Analysing an algo’s performance

After a client trades an algo, we always ask ourselves “how did it perform” and “did it meet client expectations”. Even with the advent of independent best execution services, algo providers need to analyse their trades to make sure they are meeting the design objectives. Objectively “How did it perform” can be to some extent answered by standard metrics. Slippage vs Risk Transfer Price is often the first point of call. After this it will depend on the type of algo, market conditions and what we think the client was trying to achieve.

Analysing an  algo’s performance
By Tom Appleton, Executive Director, e-FX Algo Execution, Crédit Agricole CIB

If it’s a passive execution then we will be looking at how much executed passively, what the spread capture is, if there was any market impact from the placements, time to fill etc.
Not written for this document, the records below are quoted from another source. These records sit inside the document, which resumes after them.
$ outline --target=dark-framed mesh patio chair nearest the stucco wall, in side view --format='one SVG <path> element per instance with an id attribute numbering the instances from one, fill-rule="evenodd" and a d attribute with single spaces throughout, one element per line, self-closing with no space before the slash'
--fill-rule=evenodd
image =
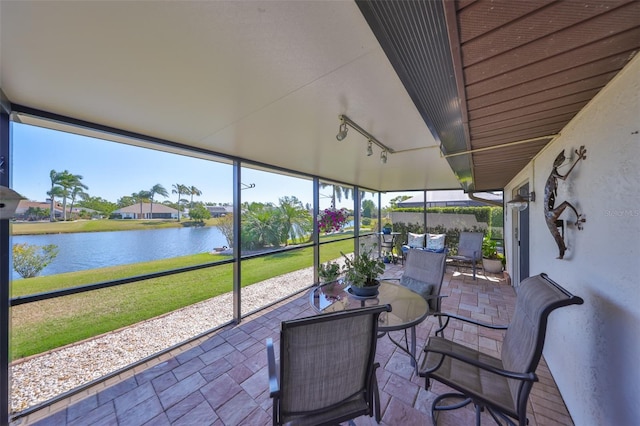
<path id="1" fill-rule="evenodd" d="M 520 426 L 526 425 L 527 400 L 533 383 L 538 381 L 535 372 L 542 356 L 547 318 L 557 308 L 582 303 L 580 297 L 572 295 L 547 275 L 540 274 L 527 278 L 518 288 L 515 312 L 508 326 L 436 314 L 444 319 L 444 326 L 427 341 L 419 375 L 425 377 L 425 388 L 429 388 L 430 379 L 434 379 L 456 392 L 435 398 L 431 405 L 433 424 L 436 424 L 437 411 L 454 410 L 473 403 L 476 425 L 480 424 L 480 412 L 483 409 L 487 409 L 498 424 L 502 424 L 502 420 L 514 425 L 510 419 L 513 418 Z M 446 339 L 443 331 L 451 319 L 506 330 L 500 358 Z M 463 401 L 439 405 L 450 398 L 461 398 Z"/>

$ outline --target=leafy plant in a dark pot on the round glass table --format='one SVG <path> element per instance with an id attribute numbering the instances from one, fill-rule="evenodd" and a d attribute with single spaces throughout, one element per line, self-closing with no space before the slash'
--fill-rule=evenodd
<path id="1" fill-rule="evenodd" d="M 350 257 L 341 252 L 345 259 L 344 279 L 356 296 L 375 296 L 378 294 L 380 286 L 378 276 L 384 272 L 384 262 L 375 258 L 371 252 L 372 249 L 364 249 L 364 244 L 358 256 Z"/>

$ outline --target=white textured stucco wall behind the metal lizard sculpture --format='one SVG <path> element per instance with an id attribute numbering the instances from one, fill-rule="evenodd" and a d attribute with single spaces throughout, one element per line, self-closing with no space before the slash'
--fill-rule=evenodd
<path id="1" fill-rule="evenodd" d="M 551 314 L 544 356 L 576 425 L 640 424 L 640 55 L 505 188 L 529 181 L 530 274 L 546 272 L 584 305 Z M 544 185 L 556 155 L 580 145 L 587 158 L 566 182 L 567 200 L 586 215 L 558 248 L 544 221 Z M 575 158 L 572 154 L 571 159 Z M 561 169 L 566 171 L 567 168 Z M 507 214 L 511 234 L 514 214 Z M 570 212 L 562 219 L 573 220 Z M 505 240 L 508 250 L 512 235 Z"/>

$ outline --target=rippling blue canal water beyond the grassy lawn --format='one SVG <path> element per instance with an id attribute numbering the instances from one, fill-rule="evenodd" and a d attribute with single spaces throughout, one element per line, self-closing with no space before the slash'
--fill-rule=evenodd
<path id="1" fill-rule="evenodd" d="M 58 246 L 58 256 L 42 270 L 43 276 L 205 253 L 227 245 L 227 240 L 218 228 L 207 226 L 20 235 L 11 243 Z M 21 278 L 15 271 L 12 274 L 13 279 Z"/>

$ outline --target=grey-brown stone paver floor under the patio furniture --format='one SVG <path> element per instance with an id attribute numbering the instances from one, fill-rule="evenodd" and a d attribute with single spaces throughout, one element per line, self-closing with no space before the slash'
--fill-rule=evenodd
<path id="1" fill-rule="evenodd" d="M 399 277 L 392 266 L 385 276 Z M 476 281 L 466 271 L 449 268 L 442 287 L 443 311 L 478 320 L 506 324 L 515 303 L 514 289 L 504 280 L 480 273 Z M 17 419 L 18 425 L 268 425 L 271 399 L 267 384 L 265 339 L 278 340 L 280 322 L 314 315 L 306 294 L 281 302 L 146 365 L 114 377 L 50 407 Z M 453 325 L 453 324 L 452 324 Z M 417 328 L 418 347 L 437 327 L 427 319 Z M 449 327 L 451 328 L 451 326 Z M 452 328 L 455 340 L 498 355 L 502 333 L 478 336 L 475 327 Z M 395 332 L 400 339 L 402 332 Z M 277 347 L 277 345 L 276 345 Z M 378 385 L 382 425 L 429 425 L 431 401 L 448 388 L 434 382 L 424 389 L 409 358 L 387 337 L 378 342 Z M 529 398 L 529 424 L 572 425 L 544 359 L 540 381 Z M 441 413 L 441 426 L 474 424 L 472 407 Z M 483 424 L 494 424 L 487 413 Z M 373 418 L 355 419 L 358 426 L 377 424 Z"/>

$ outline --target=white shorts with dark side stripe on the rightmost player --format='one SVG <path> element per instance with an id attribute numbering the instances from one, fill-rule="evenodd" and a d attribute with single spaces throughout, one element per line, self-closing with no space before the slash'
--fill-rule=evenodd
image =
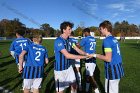
<path id="1" fill-rule="evenodd" d="M 109 87 L 108 87 L 108 79 L 105 79 L 105 92 L 106 93 L 119 93 L 119 82 L 120 82 L 120 79 L 109 80 Z M 107 92 L 108 90 L 109 92 Z"/>

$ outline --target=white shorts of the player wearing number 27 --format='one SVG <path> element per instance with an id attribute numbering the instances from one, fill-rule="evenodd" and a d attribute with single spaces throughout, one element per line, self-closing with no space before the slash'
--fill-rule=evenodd
<path id="1" fill-rule="evenodd" d="M 85 63 L 86 75 L 93 76 L 96 64 L 95 63 Z"/>

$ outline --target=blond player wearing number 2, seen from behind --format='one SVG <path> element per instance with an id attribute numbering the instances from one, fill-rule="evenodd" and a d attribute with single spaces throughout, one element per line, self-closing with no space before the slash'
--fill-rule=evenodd
<path id="1" fill-rule="evenodd" d="M 19 56 L 19 73 L 23 77 L 24 93 L 29 93 L 33 89 L 33 93 L 39 93 L 41 82 L 44 74 L 44 62 L 48 63 L 48 54 L 44 46 L 41 45 L 42 37 L 40 35 L 33 36 L 33 43 L 30 43 L 23 49 Z M 27 54 L 27 61 L 23 69 L 24 56 Z"/>

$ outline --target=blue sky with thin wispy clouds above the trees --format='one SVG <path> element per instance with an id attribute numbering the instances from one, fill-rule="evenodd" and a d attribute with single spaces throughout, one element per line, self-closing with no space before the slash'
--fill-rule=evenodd
<path id="1" fill-rule="evenodd" d="M 0 0 L 0 20 L 19 18 L 29 28 L 48 23 L 55 29 L 63 21 L 74 28 L 98 27 L 103 20 L 140 25 L 139 6 L 140 0 Z"/>

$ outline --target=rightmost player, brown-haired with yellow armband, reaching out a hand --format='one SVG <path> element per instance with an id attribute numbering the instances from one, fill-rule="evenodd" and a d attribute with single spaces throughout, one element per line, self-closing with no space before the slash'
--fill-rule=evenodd
<path id="1" fill-rule="evenodd" d="M 112 24 L 109 21 L 105 20 L 100 23 L 99 30 L 105 36 L 102 44 L 103 55 L 94 54 L 93 56 L 104 60 L 105 92 L 119 93 L 119 82 L 124 76 L 120 45 L 111 34 Z"/>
If it is an aggressive algo we will be looking at fill ratio, market impact curves after trades, slippage, cost of retry. If it is an illiquid pair we might also be looking at bid ask compression and signalling risk.

Smoking gun

Sometimes, there is a smoking gun, and its easy to identify. For example, if selling in a downward trending market, it is easy to demonstrate the price before, during and after the trade and show that the outcome was relative to market performance overall. The output of the analysis dictates what we do next to improve, what parameters to adjust. When its not so obvious, you need to delve more deeply into what's happening in the ECNs, and policing the liquidity pools.

Answering the question “how did it perform” and even more subjectively “did it meet client expectations” means we need to understand what our client was trying to achieve with the order. 
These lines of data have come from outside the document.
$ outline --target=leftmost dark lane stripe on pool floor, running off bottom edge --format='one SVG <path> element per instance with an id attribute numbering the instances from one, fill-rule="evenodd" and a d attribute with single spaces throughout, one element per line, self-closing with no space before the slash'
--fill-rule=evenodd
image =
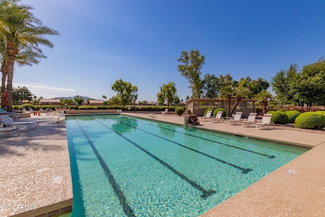
<path id="1" fill-rule="evenodd" d="M 90 147 L 92 148 L 95 156 L 97 157 L 97 159 L 99 160 L 105 174 L 106 174 L 106 177 L 108 178 L 108 181 L 110 182 L 113 190 L 114 190 L 114 193 L 115 195 L 118 197 L 119 199 L 119 202 L 121 204 L 121 206 L 123 207 L 123 211 L 124 213 L 127 215 L 127 216 L 136 216 L 134 214 L 134 211 L 131 207 L 129 207 L 129 205 L 127 204 L 126 202 L 126 198 L 123 194 L 123 192 L 120 190 L 120 187 L 118 186 L 118 184 L 116 183 L 115 181 L 115 178 L 113 176 L 113 174 L 111 173 L 110 169 L 108 168 L 108 166 L 106 165 L 106 163 L 104 162 L 101 154 L 98 152 L 98 150 L 95 148 L 95 146 L 93 145 L 92 141 L 90 140 L 90 138 L 88 137 L 88 135 L 86 134 L 86 132 L 83 130 L 83 128 L 80 126 L 79 122 L 77 121 L 76 117 L 74 117 L 80 130 L 82 131 L 83 135 L 86 137 Z"/>

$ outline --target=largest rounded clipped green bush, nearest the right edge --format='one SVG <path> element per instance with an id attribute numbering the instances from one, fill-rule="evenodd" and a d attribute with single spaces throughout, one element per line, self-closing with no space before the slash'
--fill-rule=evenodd
<path id="1" fill-rule="evenodd" d="M 295 127 L 302 129 L 319 129 L 324 126 L 325 115 L 316 112 L 301 113 L 295 120 Z"/>

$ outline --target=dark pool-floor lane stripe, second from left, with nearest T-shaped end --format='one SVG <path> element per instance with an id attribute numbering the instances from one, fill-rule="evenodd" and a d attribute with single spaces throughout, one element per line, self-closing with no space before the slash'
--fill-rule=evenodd
<path id="1" fill-rule="evenodd" d="M 92 118 L 92 117 L 90 117 Z M 94 119 L 94 118 L 93 118 Z M 96 119 L 94 119 L 96 120 Z M 190 185 L 192 185 L 192 187 L 196 188 L 197 190 L 199 190 L 200 192 L 202 192 L 203 194 L 200 195 L 201 198 L 203 199 L 207 199 L 209 196 L 213 195 L 216 193 L 216 191 L 214 190 L 205 190 L 203 187 L 201 187 L 201 185 L 199 185 L 198 183 L 196 183 L 195 181 L 187 178 L 187 176 L 185 176 L 184 174 L 180 173 L 179 171 L 177 171 L 174 167 L 172 167 L 171 165 L 169 165 L 168 163 L 166 163 L 165 161 L 159 159 L 158 157 L 156 157 L 154 154 L 150 153 L 149 151 L 147 151 L 146 149 L 144 149 L 143 147 L 141 147 L 140 145 L 138 145 L 137 143 L 135 143 L 132 140 L 129 140 L 128 138 L 126 138 L 125 136 L 123 136 L 122 134 L 118 133 L 117 131 L 113 130 L 112 128 L 109 128 L 108 126 L 104 125 L 104 123 L 102 123 L 99 120 L 96 120 L 97 122 L 99 122 L 101 125 L 103 125 L 104 127 L 110 129 L 111 131 L 113 131 L 114 133 L 116 133 L 117 135 L 119 135 L 120 137 L 122 137 L 123 139 L 125 139 L 126 141 L 128 141 L 129 143 L 133 144 L 134 146 L 136 146 L 137 148 L 139 148 L 140 150 L 142 150 L 143 152 L 145 152 L 146 154 L 148 154 L 151 158 L 153 158 L 154 160 L 158 161 L 160 164 L 164 165 L 165 167 L 167 167 L 168 169 L 170 169 L 173 173 L 175 173 L 176 175 L 178 175 L 179 177 L 181 177 L 182 179 L 184 179 L 185 181 L 187 181 Z"/>

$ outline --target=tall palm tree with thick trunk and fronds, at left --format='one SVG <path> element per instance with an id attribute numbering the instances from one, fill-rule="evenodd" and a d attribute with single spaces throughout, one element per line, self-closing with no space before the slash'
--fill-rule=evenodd
<path id="1" fill-rule="evenodd" d="M 30 12 L 31 9 L 33 9 L 31 6 L 9 4 L 5 8 L 7 16 L 2 17 L 0 35 L 6 41 L 6 52 L 8 54 L 7 91 L 9 111 L 12 110 L 12 81 L 15 61 L 17 61 L 16 58 L 20 52 L 19 47 L 42 53 L 39 45 L 54 47 L 44 36 L 59 35 L 56 30 L 44 26 Z"/>

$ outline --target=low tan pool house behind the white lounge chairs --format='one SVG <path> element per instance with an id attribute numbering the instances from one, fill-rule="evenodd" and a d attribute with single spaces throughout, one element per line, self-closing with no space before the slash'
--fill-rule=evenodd
<path id="1" fill-rule="evenodd" d="M 233 108 L 236 99 L 232 99 L 231 108 Z M 205 110 L 223 108 L 227 110 L 227 101 L 223 99 L 189 99 L 187 100 L 187 108 L 191 110 L 194 114 L 198 116 L 203 116 Z M 248 117 L 250 112 L 256 112 L 255 101 L 253 99 L 242 99 L 237 108 L 235 109 L 235 114 L 237 111 L 243 112 L 243 117 Z"/>

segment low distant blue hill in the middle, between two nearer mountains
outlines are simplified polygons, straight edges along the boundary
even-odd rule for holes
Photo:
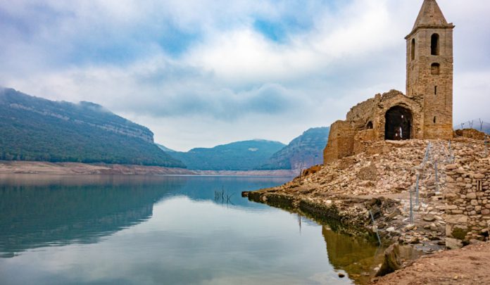
[[[213,148],[171,152],[191,170],[255,170],[285,145],[279,141],[238,141]]]

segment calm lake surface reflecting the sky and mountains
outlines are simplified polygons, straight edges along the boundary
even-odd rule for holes
[[[368,280],[376,246],[241,198],[289,180],[0,175],[0,284]]]

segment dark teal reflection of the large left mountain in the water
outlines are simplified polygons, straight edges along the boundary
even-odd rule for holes
[[[153,203],[178,190],[182,179],[151,177],[54,178],[33,185],[37,176],[2,179],[0,252],[71,242],[91,243],[100,236],[142,222]]]

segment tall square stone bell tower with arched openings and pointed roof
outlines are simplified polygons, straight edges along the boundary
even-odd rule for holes
[[[422,105],[424,139],[453,137],[453,28],[424,0],[407,40],[406,95]]]

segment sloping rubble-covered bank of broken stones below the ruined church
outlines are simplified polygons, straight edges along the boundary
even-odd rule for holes
[[[483,141],[375,141],[364,148],[282,186],[250,192],[249,198],[337,220],[371,237],[377,231],[385,244],[411,245],[425,253],[445,250],[446,166],[484,156]]]

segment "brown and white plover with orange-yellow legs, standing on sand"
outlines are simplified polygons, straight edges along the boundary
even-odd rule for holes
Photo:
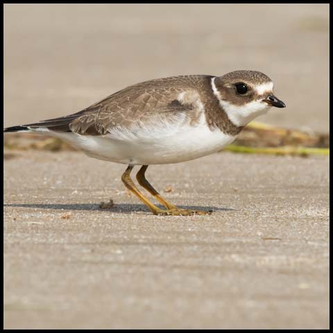
[[[271,107],[285,106],[273,94],[271,78],[260,71],[171,76],[131,85],[80,112],[3,132],[58,137],[89,157],[126,164],[123,184],[155,215],[204,215],[212,211],[185,210],[169,203],[146,180],[148,166],[221,151],[250,121]],[[141,166],[137,182],[163,209],[133,182],[130,173],[135,166]]]

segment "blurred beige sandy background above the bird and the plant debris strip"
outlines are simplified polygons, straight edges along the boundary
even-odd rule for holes
[[[4,123],[71,114],[181,74],[263,71],[287,104],[260,120],[329,130],[328,4],[4,5]]]

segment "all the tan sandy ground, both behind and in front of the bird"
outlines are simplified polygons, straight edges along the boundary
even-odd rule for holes
[[[287,104],[258,120],[328,132],[329,15],[328,4],[5,4],[4,124],[151,78],[255,69]],[[215,211],[190,217],[151,215],[123,166],[77,152],[8,152],[4,168],[5,328],[329,327],[327,157],[150,167],[169,200]]]

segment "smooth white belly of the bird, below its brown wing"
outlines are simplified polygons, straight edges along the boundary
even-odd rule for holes
[[[46,134],[46,133],[44,133]],[[47,133],[51,134],[51,133]],[[168,164],[194,160],[220,151],[236,136],[226,135],[206,124],[191,127],[183,124],[172,128],[114,131],[91,136],[74,133],[52,133],[99,160],[123,164]]]

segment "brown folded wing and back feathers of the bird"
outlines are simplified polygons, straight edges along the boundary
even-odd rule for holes
[[[115,128],[144,128],[155,121],[192,121],[198,114],[200,94],[190,82],[189,76],[146,81],[122,89],[75,114],[25,126],[80,135],[105,135],[114,133]]]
For example, if a client says I want the algo to be passive then an indication of the type of duration expected helps when checking performance. If opening a position and the price is going in the clients favour there may be a desire to leave more risk on the table – ie trade more slowly and allow the algo to benefit from price improvement. In this scenario, if an algo completes in 10 minutes, but the expected duration was an hour, it doesn’t matter that the algo looks good on all metrics – it failed the fundamental objective and we have think carefully about why that happened.

However obviously this has to be analysed correctly for each client – for most clients, if an algo reacts opportunistically to favourable conditions, this is exactly what they want. Choosing the right algo to match execution objectives is key here, as is the ability to step back and adjust the algo if necessary if the market changes.
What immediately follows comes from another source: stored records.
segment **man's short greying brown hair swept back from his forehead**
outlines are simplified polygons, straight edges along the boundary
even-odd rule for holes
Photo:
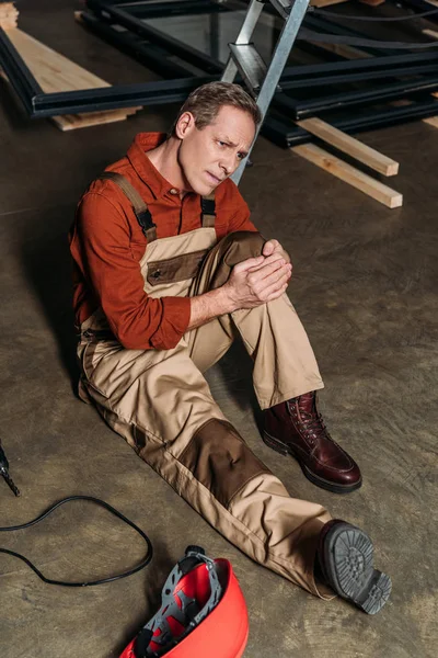
[[[208,82],[195,89],[181,107],[170,135],[175,134],[175,127],[180,116],[184,112],[191,112],[195,117],[198,131],[210,125],[217,117],[223,105],[231,105],[250,114],[257,126],[262,121],[262,114],[255,101],[239,84],[232,82]]]

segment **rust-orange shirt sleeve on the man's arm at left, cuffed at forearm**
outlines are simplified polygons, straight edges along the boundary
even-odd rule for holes
[[[130,250],[123,212],[100,193],[88,193],[78,206],[76,235],[82,274],[124,348],[169,350],[185,333],[191,315],[187,297],[149,297],[139,262]]]

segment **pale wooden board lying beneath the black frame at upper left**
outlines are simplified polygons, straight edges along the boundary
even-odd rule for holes
[[[9,30],[8,36],[45,93],[111,87],[102,78],[91,73],[19,29]],[[138,110],[140,107],[68,114],[51,117],[51,121],[61,131],[71,131],[73,128],[124,121]]]

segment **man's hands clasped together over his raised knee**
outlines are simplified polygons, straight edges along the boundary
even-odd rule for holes
[[[250,258],[234,265],[222,286],[231,303],[230,311],[255,308],[277,299],[287,288],[291,270],[292,266],[275,250],[268,257]]]

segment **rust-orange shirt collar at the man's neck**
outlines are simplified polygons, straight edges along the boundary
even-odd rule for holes
[[[130,164],[155,198],[164,196],[173,186],[161,175],[146,154],[160,146],[165,138],[165,133],[138,133],[127,152]]]

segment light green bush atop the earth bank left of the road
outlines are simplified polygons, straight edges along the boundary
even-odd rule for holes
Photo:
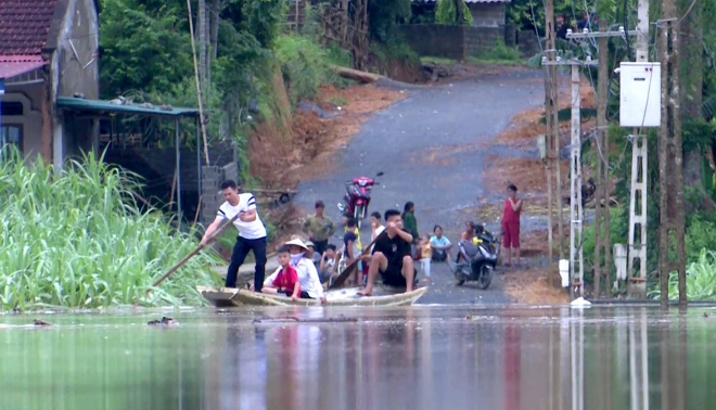
[[[311,99],[318,88],[328,82],[330,67],[325,51],[309,38],[279,36],[274,47],[281,65],[289,99],[295,106],[303,99]]]

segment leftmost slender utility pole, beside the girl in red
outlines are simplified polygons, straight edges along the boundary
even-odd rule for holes
[[[554,44],[554,0],[545,0],[545,59],[547,62],[555,63],[557,62],[557,47]],[[546,76],[545,76],[545,124],[546,124],[546,134],[545,134],[545,145],[547,148],[547,166],[545,167],[547,174],[547,243],[548,243],[548,257],[549,264],[552,266],[554,264],[554,200],[561,200],[559,196],[554,195],[554,188],[552,187],[552,174],[557,171],[559,175],[559,118],[558,118],[558,77],[557,77],[557,65],[546,65]],[[558,146],[557,150],[554,146]],[[557,169],[555,169],[557,166]],[[555,197],[557,196],[557,197]],[[561,209],[560,205],[560,209]],[[561,210],[560,210],[561,215]],[[560,221],[560,229],[562,228],[562,222]],[[560,232],[560,258],[562,258],[562,232]],[[548,282],[550,285],[553,283],[553,269],[549,269]]]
If a client says I want the algo to be passive then an indication of the type of duration expected helps when checking performance
If a client says I want the algo to be passive then an indication of the type of duration expected helps when checking performance

More experienced algo users will generally choose their algo and provider with this in mind and will have a specific set of criteria to determine whether the execution was good or not, either done in house or by submitting orders to independent Best Execution services. Less experienced algo users may need more help in understanding the different characteristics of algos so they can better meet their execution objectives. At this point we provide our own objective analysis to the clients.

Ultimately, even with a vast array of execution analytics that help improve performance often the best feedback is from the client and whether or not they got what they feel is a good result at that time.